Dans son restaurant londonien, Anne-Sophie Pic a reçu la chef britannique aux trois étoiles, le temps d’un déjeuner stellaire.
Quand deux cheffes étoilées se rencontrent pour un déjeuner quatre-mains, cela donne des étincelles de bonheur aux assiettes. Anne-Sophie Pic et Clare Smyth, qui ont chacune une table trois étoiles, et chacune une table à Londres, ont ainsi combiné leurs savoir-faire respectifs pour un menu de haute volée, servi à La Dame de Pic London.

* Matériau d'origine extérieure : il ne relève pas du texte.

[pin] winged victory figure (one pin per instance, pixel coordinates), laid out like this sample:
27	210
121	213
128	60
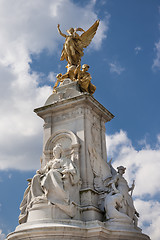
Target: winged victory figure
74	44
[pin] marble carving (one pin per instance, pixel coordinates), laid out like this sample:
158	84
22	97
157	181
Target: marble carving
52	184
76	194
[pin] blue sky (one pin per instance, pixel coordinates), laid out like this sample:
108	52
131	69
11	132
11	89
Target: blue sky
124	60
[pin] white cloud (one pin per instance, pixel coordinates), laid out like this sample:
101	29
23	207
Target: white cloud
115	67
27	28
137	49
156	61
143	166
149	217
2	235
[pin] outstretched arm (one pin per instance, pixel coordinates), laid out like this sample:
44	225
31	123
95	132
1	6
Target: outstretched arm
62	34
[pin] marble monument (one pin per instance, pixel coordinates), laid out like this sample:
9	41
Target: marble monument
76	193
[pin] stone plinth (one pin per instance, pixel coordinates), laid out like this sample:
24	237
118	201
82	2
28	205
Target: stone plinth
68	197
77	120
72	229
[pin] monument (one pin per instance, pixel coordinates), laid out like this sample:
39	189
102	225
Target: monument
76	193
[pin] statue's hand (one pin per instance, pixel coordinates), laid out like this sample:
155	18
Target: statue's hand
65	171
133	185
39	171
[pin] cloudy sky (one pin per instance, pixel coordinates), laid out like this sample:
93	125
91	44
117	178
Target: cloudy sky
124	61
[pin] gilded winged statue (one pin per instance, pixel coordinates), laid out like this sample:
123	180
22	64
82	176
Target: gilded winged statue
75	43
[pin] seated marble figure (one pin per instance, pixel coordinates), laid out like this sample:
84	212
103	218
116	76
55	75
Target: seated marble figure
52	184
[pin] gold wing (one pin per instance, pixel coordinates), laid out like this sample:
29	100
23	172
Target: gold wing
87	36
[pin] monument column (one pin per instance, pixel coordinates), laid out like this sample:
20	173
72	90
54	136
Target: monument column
76	194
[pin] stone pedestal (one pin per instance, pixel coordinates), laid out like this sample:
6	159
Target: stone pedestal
72	229
75	121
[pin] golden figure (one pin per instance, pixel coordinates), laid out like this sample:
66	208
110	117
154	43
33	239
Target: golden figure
84	79
74	44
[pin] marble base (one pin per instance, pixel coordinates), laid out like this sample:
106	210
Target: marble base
73	229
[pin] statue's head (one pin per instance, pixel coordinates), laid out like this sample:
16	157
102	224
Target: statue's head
70	31
57	151
85	66
121	169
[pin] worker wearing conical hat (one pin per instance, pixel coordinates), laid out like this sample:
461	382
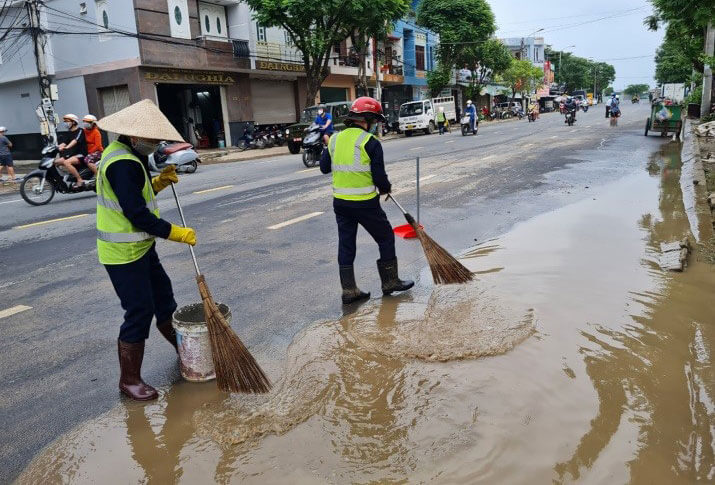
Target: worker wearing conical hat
127	224
354	156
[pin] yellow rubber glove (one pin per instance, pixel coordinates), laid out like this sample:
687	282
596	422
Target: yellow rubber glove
182	234
166	177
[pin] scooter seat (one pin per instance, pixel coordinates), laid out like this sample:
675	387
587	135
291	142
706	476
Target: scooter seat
175	147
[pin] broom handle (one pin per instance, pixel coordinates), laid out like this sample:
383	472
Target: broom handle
389	196
183	223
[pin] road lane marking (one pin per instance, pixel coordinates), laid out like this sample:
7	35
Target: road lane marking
13	310
50	221
296	220
205	191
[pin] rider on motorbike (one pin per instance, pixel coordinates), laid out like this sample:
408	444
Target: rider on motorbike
571	107
72	153
471	111
325	120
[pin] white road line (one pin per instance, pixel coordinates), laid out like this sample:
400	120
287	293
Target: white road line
25	226
13	310
296	220
223	187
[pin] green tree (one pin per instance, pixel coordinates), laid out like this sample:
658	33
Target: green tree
484	61
634	89
522	77
465	28
315	26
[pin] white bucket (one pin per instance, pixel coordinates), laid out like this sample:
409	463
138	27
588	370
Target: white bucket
192	338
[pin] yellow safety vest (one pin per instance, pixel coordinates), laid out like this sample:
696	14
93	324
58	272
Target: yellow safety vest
352	177
118	241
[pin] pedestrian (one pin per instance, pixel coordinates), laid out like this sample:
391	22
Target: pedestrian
441	120
127	224
94	142
6	156
355	158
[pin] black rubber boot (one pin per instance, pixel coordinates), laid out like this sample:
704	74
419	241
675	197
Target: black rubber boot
351	293
390	281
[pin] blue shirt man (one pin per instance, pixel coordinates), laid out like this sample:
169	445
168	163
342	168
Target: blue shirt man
325	120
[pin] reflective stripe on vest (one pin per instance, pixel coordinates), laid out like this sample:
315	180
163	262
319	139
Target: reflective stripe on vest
352	175
118	241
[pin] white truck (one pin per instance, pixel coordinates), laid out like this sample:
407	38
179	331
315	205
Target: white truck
421	115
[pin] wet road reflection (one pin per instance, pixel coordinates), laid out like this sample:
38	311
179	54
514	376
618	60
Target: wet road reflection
573	358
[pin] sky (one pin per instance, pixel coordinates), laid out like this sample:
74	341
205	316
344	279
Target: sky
621	35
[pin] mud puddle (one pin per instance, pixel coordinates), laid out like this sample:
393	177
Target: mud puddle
573	358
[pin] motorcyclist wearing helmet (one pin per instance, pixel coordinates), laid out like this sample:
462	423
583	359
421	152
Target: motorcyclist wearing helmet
471	111
357	183
571	107
74	149
94	142
325	120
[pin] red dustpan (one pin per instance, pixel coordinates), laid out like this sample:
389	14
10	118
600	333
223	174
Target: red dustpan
405	231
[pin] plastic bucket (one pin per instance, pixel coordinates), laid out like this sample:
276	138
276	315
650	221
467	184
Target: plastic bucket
192	338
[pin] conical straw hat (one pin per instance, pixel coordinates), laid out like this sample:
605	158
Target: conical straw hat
141	120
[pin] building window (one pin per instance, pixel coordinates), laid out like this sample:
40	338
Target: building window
102	9
260	33
178	20
420	57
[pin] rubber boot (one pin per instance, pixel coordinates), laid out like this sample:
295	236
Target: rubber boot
130	364
167	330
351	293
390	281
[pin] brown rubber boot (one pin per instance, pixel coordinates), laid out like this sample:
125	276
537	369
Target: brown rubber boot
167	330
130	364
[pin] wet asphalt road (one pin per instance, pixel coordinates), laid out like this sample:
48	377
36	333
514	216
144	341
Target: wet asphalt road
58	359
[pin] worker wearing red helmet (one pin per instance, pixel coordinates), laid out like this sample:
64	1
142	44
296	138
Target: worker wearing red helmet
354	156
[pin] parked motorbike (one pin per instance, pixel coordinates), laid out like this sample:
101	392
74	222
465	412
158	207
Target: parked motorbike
312	145
180	154
466	123
39	186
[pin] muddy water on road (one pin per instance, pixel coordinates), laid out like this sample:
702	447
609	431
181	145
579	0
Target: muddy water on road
572	358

Dans ce restaurant feutré, abrité par le Four Seasons Hotel London at Ten Trinity Square, ces deux grandes dames de la cuisine ont chacune servi les plats forts de leurs tables : les amuse-bouche du Core by Clare Smyth – le restaurant de Notting Hill de la cheffe éponyme, elle-même ancienne cheffe exécutive du restaurant trois étoiles de Gordon Ramsay – ; la Betterave de La Dame de Pic, parfumée au pin ; la ‘Potato and Roe’ de Clare Smyth (son plat emblématique) ; la Sardine grillée et son caviar ; le délicieux filet de bœuf Hereford et ses touches de vanille délicates (tous deux d’Anne-Sophie Pic) ; avant de conclure sur la Cerise et hysope anisée, une merveille de dessert à la cerise, meringue et fleur de sureau, signé Clare Smyth. En fin de repas, nous en avons profité pour échanger avec Anne-Sophie Pic, et faire le point sur ses projets, ses restaurants et son actualité. Elle nous a également fait part de son analyse sur l’évolution de la gastronomie. Une interview à retrouver ci-dessous.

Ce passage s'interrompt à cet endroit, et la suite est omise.